Notice that we navigate from Metadata_Dates down into Metadata_Last_Revision via Metadata_Dates.Metadata_Last_Revision. It is the . that enables that traversal, so we call this "dot notation." This also works when the data structure's field value resolves to a list of values, as does Dataset_Citation. To search for datasets released in Greenbelt, Maryland, USA, you could use this query:


curl '$MEDITOR_BASE_URL/api/models/Collection%20Metadata/search?query=Dataset_Citation.Dataset_Release_Place:"Greenbelt,%20Maryland,%20USA"'

Notice the use of quotes " around the Phrase, since it contains spaces.

Wildcard Search Operator

Often you will need to search for a term or phrase that is not an exact match, and wildcard searches enable that. Using the previous data structure, you could search the Dataset_Release_Place with any of the following:


# matches Greenbelt plus any text
curl '$MEDITOR_BASE_URL/api/models/Collection%20Metadata/search?query=Dataset_Citation.Dataset_Release_Place:Greenbelt*'

# matches Greenbelt, Maryland plus any text (like "USA")
curl '$MEDITOR_BASE_URL/api/models/Collection%20Metadata/search?query=Dataset_Citation.Dataset_Release_Place:Greenbelt*Maryland*'

Notice the lack of quotation marks surrounding the phrases. Phrases may not use quotation marks and the wildcard operator, so the wildcard operator is used to "fill in for" the space character (and in this case, a space and a comma).

Logical Boolean Operators and Grouping

You can use logical operators (AND, OR) in your queries and even organize them into logical groups with parenthesis (). From our previous search, we find that sometimes Maryland is abbreviated MD in our data.
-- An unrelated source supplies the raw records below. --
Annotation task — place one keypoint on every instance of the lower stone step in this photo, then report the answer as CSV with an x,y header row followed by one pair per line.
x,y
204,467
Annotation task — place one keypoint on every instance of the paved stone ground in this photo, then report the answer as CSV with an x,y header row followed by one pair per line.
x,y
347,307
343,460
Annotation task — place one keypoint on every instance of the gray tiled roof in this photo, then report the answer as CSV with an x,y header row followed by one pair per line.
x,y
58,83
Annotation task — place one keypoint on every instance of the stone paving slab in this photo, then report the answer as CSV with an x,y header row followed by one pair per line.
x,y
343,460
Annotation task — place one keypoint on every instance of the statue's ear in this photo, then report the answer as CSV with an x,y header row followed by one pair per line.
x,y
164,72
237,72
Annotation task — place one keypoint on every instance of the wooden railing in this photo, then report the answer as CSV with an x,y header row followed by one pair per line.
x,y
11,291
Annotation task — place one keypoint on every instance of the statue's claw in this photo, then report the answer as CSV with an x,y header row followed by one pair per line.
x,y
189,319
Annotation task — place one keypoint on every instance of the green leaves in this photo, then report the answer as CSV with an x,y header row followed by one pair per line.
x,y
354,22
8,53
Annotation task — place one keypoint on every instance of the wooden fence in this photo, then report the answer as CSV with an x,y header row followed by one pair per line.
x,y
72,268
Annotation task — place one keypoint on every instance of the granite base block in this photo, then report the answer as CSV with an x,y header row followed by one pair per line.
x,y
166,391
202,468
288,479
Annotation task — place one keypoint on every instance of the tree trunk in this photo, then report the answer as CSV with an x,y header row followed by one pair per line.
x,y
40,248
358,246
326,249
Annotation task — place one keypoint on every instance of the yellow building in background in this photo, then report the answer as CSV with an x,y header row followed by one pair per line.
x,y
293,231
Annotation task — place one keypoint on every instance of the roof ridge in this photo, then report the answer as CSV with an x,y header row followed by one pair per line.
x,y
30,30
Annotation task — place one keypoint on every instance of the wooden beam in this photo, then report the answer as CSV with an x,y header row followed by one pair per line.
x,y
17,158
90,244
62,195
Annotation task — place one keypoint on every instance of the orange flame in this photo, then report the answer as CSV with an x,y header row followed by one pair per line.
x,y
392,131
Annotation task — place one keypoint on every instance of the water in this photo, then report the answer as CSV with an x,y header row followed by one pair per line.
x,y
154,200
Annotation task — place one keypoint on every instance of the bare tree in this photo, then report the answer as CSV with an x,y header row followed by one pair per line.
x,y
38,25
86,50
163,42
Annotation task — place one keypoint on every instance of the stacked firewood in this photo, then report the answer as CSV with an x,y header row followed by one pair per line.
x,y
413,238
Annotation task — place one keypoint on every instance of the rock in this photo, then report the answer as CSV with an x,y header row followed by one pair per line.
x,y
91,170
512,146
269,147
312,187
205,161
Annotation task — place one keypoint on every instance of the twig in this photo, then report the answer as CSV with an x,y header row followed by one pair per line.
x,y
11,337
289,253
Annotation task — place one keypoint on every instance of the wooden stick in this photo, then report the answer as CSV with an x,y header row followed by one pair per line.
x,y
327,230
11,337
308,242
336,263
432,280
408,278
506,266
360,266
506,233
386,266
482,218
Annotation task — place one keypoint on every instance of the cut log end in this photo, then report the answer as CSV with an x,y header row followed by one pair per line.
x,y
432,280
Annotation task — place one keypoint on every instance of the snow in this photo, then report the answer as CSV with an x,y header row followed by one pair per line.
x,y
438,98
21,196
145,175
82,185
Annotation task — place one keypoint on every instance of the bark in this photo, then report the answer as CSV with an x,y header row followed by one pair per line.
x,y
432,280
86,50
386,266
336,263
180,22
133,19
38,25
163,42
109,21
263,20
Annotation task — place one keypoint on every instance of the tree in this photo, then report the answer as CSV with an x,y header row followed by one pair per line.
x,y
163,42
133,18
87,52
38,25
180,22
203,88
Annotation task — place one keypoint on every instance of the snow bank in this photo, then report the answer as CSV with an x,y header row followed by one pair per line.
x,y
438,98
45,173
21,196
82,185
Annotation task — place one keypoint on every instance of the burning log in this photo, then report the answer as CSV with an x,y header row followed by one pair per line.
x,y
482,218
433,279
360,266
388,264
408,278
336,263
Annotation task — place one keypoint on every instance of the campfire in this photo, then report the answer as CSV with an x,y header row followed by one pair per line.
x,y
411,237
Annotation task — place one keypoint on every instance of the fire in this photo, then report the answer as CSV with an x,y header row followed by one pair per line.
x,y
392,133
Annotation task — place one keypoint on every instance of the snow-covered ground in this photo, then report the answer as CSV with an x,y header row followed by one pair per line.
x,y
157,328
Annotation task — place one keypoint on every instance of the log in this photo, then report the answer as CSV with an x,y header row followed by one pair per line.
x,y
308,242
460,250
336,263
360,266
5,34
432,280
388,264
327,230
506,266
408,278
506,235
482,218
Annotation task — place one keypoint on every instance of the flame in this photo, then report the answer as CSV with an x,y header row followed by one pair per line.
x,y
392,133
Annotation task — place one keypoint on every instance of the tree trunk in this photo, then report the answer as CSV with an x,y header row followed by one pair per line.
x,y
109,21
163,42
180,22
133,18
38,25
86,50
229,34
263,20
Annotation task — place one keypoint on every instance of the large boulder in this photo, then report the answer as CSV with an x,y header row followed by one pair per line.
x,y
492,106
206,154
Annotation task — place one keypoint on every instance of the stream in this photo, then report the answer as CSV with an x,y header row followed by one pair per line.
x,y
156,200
Again using the previous data structure as a reference, we could find the release place of MD or Maryland with the following:


# matches MD OR Maryland
curl '$MEDITOR_BASE_URL/api/models/Collection%20Metadata/search?query=Dataset_Citation.Dataset_Release_Place:*MD*%20OR%20Dataset_Citation.Dataset_Release_Place:*Maryland*'

# matches MD OR Maryland, AND must also be last revised 2020-03-16
curl '$MEDITOR_BASE_URL/api/models/Collection%20Metadata/search?query=Dataset_Citation.Dataset_Release_Place:*MD*%20OR%20Dataset_Citation.Dataset_Release_Place:*Maryland*%20AND%20Metadata_Dates.Metadata_Last_Revision:"2020-03-16"'

Though hard to see when surrounded by %20, the logical OR is %20OR%20 and the logical and is %20AND%20. %20 is how URL parsers encode the space character.